Describe the following reflections or translation in words
1.(x,y)--->(x,-y)
2.(x,y)-->(-y,-x)
3.(x,y)-->(x 4,y-4)
1. reflect through the x-axis
2. reflect through (0,0)
3. a translation, but you are missing a sign.
1. The first transformation reflects a point (x, y) across the x-axis. This means that the x-coordinate remains the same, but the y-coordinate changes sign. So, the new point becomes (x, -y).
2. The second transformation reflects a point (x, y) across the origin (0, 0) and then rotates it 90 degrees counterclockwise. This transformation swaps the x-coordinate with the negative y-coordinate and negates both coordinates. So, the new point becomes (-y, -x).
3. The third transformation translates a point (x, y) to the right by 4 units and down by 4 units. So, the x-coordinate is increased by 4 and the y-coordinate is decreased by 4. The new point becomes (x + 4, y - 4).
1. The first transformation is a reflection across the x-axis. This means that for any point (x,y), the new point will have the same x-coordinate but a new y-coordinate that is the opposite of the original y-coordinate. For example, if we have the point (3,2), its reflection across the x-axis would be (3,-2).
2. The second transformation is a reflection across the line y = -x. This means that for any point (x,y), the new point will have the same distance from the line y = -x, but on the opposite side. The coordinates of the new point will be (-y,-x). For example, if we have the point (4,2), its reflection across the line y = -x would be (-2,-4).
3. The third transformation is a translation, which means shifting the point horizontally and/or vertically.

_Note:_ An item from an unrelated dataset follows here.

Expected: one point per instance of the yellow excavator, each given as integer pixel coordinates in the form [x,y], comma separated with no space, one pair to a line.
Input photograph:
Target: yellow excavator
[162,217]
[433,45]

In this case, we are shifting the point (x,y) to the new point (x+4, y-4). The x-coordinate of the new point is obtained by adding 4 to the original x-coordinate, while the y-coordinate is obtained by subtracting 4 from the original y-coordinate. For example, if we have the point (2,5), its translation (shift) by (4,-4) would be (2+4, 5-4), resulting in the point (6,1).